Kiosk-Modus


Kiosk-Browser für eine Überwachungskamera

Unter Jessie geht es angeblich nur mit Tricks, Chromium zu betreiben. Ich dachte, dass meine Raspi-Erfahrung dafür ausreichen würde, aber ich habe mich getäuscht! Im Prinzip lädt man sich ein paar Pakete per wget herunter und baut daraus mittels dpkg ein auf dem Raspberry laufendes Produkt. Bei Jessie-Light: keine Chance für mich es zum Laufen zu bekommen! Deshalb habe ich nach einem weiteren Browser für den Kioskmodus gesucht. Der Midori wurde mein nächster Kandidat. Den Befehl “xinit” kannte er leider nicht, so dass ich mich gezwungen sah, von Jessie Lite auf die Jessie “Vollversion” umzusteigen.

Als ich dann einmal die GUI geöffnet hatte, was sehe ich da?! Chromium ist auf der Vollversion von Jessie bereits installiert! Jetzt steht eine Entscheidung an: Chromium oder Midori? Chromium wurde sehr gelobt, braucht aber ewig lange, um die Einstiegsseite der Webcam anzuzeigen. Noch länger dauert die Umstellung auf Englisch, die ich nach einer Minute abbreche. Beim Versuch den “Mobile view” der Kamera anzuzeigen, braucht er dann fast zwei Minuten! Dieser Chromium ist für den Raspi B+ absolut ungeeignet, egal, welche Vorteile er bietet! Selbst ohne irgendeine Webseite anzuzeigen, zieht er bereits eine Last von dauerhaft 100%! Der Midori pendelt sich beim sogenannten “Mobile view” der Kamera bei rund 80% ein, was zwar auch recht viel ist, aber noch kleine Reserven überlässt. Also weiter mit Midori!

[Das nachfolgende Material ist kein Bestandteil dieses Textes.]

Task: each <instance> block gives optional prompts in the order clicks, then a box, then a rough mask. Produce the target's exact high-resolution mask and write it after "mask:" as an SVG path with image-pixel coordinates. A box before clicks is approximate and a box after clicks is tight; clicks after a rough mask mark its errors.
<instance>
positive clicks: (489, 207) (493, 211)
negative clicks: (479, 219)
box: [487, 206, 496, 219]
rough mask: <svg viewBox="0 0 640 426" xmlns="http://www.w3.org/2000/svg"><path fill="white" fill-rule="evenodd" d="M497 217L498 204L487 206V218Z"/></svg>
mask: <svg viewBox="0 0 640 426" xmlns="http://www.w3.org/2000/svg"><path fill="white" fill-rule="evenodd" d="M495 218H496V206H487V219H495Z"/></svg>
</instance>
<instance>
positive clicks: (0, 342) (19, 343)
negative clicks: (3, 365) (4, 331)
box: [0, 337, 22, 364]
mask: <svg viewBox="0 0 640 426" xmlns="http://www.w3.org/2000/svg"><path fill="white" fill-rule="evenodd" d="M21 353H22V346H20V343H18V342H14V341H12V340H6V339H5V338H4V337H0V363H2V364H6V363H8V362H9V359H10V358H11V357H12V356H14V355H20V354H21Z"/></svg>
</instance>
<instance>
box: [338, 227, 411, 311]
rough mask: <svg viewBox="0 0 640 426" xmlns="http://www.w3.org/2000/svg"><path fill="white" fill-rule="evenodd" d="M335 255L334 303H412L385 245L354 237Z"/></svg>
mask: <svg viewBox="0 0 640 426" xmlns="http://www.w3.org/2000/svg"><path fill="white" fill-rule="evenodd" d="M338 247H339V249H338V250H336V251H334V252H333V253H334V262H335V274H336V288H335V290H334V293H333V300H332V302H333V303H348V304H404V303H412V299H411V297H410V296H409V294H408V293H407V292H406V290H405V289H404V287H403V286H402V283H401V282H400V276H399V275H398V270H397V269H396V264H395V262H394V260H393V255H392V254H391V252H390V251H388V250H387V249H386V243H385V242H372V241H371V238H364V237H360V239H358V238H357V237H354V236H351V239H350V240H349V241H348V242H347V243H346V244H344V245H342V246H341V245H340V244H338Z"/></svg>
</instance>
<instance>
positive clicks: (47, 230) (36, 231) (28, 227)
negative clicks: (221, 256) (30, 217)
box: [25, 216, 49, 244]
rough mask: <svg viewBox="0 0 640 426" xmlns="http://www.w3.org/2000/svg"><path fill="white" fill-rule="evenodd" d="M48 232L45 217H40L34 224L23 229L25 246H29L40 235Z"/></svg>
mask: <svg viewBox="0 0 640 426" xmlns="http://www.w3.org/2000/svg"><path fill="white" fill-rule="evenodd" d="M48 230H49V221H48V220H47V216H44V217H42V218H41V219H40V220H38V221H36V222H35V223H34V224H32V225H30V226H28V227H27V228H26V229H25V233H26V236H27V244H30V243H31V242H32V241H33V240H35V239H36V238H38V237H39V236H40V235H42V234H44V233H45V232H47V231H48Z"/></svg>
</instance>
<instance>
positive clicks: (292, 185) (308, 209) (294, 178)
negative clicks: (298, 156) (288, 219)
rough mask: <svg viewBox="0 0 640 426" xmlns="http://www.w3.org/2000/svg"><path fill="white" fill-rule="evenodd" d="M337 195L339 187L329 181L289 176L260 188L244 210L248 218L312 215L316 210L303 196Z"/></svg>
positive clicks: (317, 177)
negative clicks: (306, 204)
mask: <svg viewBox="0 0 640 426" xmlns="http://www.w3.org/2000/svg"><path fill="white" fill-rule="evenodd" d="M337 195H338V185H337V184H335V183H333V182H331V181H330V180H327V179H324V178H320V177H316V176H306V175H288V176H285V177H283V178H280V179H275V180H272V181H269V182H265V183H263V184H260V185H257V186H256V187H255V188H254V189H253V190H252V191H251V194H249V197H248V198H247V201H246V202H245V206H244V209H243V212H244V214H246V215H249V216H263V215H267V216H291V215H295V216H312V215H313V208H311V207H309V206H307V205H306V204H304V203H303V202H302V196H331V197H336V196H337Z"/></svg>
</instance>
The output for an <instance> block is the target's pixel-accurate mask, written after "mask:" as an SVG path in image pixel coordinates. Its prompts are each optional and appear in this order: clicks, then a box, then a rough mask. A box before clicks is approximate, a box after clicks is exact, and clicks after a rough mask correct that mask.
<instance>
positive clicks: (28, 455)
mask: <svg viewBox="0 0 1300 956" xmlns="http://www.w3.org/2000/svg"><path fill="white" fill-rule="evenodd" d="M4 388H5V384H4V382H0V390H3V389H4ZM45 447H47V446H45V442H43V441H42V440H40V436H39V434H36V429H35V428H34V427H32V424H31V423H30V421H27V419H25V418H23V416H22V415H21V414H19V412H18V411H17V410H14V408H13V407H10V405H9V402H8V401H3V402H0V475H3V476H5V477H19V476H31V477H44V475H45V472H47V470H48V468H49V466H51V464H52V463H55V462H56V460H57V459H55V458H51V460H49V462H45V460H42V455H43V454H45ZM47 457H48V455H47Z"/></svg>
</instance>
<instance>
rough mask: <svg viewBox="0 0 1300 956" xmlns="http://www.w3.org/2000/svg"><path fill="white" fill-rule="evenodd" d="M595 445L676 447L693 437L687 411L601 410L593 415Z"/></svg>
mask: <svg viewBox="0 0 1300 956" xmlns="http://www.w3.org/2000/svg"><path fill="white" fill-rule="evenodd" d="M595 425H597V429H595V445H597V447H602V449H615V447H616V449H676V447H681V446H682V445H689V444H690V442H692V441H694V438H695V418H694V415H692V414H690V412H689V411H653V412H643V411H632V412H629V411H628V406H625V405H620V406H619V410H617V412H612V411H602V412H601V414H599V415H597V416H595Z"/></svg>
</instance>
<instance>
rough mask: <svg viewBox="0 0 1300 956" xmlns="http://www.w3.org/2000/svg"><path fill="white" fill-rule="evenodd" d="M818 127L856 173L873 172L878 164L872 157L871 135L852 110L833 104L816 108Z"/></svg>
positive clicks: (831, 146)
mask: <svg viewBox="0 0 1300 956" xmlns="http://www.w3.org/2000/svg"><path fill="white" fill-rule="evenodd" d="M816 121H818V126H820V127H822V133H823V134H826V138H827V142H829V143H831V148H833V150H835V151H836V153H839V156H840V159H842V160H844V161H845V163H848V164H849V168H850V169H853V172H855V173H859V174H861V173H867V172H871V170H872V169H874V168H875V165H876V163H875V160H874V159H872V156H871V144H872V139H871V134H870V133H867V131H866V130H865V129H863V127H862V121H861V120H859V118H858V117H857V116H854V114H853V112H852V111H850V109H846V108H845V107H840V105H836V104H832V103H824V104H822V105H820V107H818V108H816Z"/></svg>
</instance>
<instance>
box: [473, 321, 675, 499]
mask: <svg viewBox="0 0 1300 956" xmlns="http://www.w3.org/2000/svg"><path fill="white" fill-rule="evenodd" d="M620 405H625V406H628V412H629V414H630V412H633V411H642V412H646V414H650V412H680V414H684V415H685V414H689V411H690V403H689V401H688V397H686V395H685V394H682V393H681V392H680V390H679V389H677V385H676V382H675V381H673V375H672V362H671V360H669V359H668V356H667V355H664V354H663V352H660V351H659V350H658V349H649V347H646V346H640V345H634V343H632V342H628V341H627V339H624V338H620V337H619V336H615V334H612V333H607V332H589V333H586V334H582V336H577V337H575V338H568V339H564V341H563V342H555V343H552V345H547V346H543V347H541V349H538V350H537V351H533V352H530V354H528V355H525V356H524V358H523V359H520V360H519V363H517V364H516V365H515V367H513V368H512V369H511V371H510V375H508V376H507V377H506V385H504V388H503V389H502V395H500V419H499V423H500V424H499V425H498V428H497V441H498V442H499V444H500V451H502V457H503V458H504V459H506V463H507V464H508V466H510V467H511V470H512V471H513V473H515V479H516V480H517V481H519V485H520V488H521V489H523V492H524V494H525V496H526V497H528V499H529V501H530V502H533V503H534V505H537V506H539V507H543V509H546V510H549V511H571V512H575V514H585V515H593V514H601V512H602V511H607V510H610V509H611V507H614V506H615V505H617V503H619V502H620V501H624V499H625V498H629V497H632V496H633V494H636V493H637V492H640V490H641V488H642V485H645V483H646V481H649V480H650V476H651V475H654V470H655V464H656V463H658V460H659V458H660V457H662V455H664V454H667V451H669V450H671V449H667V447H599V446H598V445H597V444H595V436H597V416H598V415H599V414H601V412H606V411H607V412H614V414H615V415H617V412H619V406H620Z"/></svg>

Hier der originale Link, mit dessen Hilfe ich die Sache zum Laufen bekommen hatte:
maker-tutorials.com/autostart-midori-browser-vollbild-kiosk-mode-via-konsole-ohne-desktop

Im Schnelldurchgang meine Tätigkeiten:

1. Erstellen der SD-Karte mittels WIN32DiskImager und der Vollversion von Raspbian Jessie.
2. Nach dem Starten des Desktops öffnet man ein Terminalfenster und gibt “sudo raspi-config” ein. Dort stellt man die von meinen anderen bekannten Projekten die gewünschten Standards ein (Ländereinstellungen, SSH aktivieren, Console autologin, usw.)
3. Nach einem Reboot öffnet man erneut ein Terminalfenster und aktualisiert den Raspi mit “sudo apt-get update” und “sudo apt-get upgrade”.
4. Installation von Midori und Macthbox durch “sudo apt-get install -y midori matchbox unclutter”.
5. Man erstellt im Home-Verzeichnis des Users Pi mittels “nano” eine neue Datei namens start-midori.sh mit folgendem Inhalt:

#!/bin/sh
xset -dpms # disable DPMS (Energy Star) features.
xset s off # disable screen saver
xset s noblank # don’t blank the video device
unclutter &
matchbox-window-manager &
midori -e Fullscreen -a http://username:passwort@ip-adresse_der_kamera/link_zu_mobile_view

6. Die Berechtigung dieser Datei wird auf “ausführbar gesetzt:  “sudo chmod +x start-midori.sh”.
7. In der Autostart-Datei “/etc/rc.local” wird die obige Datei mittels nano oberhalb von “exit 0” eingefügt. Zusätzlicher Inhalt “sudo xinit /home/pi/start-midori.sh &”.
8. “sudo reboot”.

Und wenn man alles richtig gemacht hat, funktioniert es einfach!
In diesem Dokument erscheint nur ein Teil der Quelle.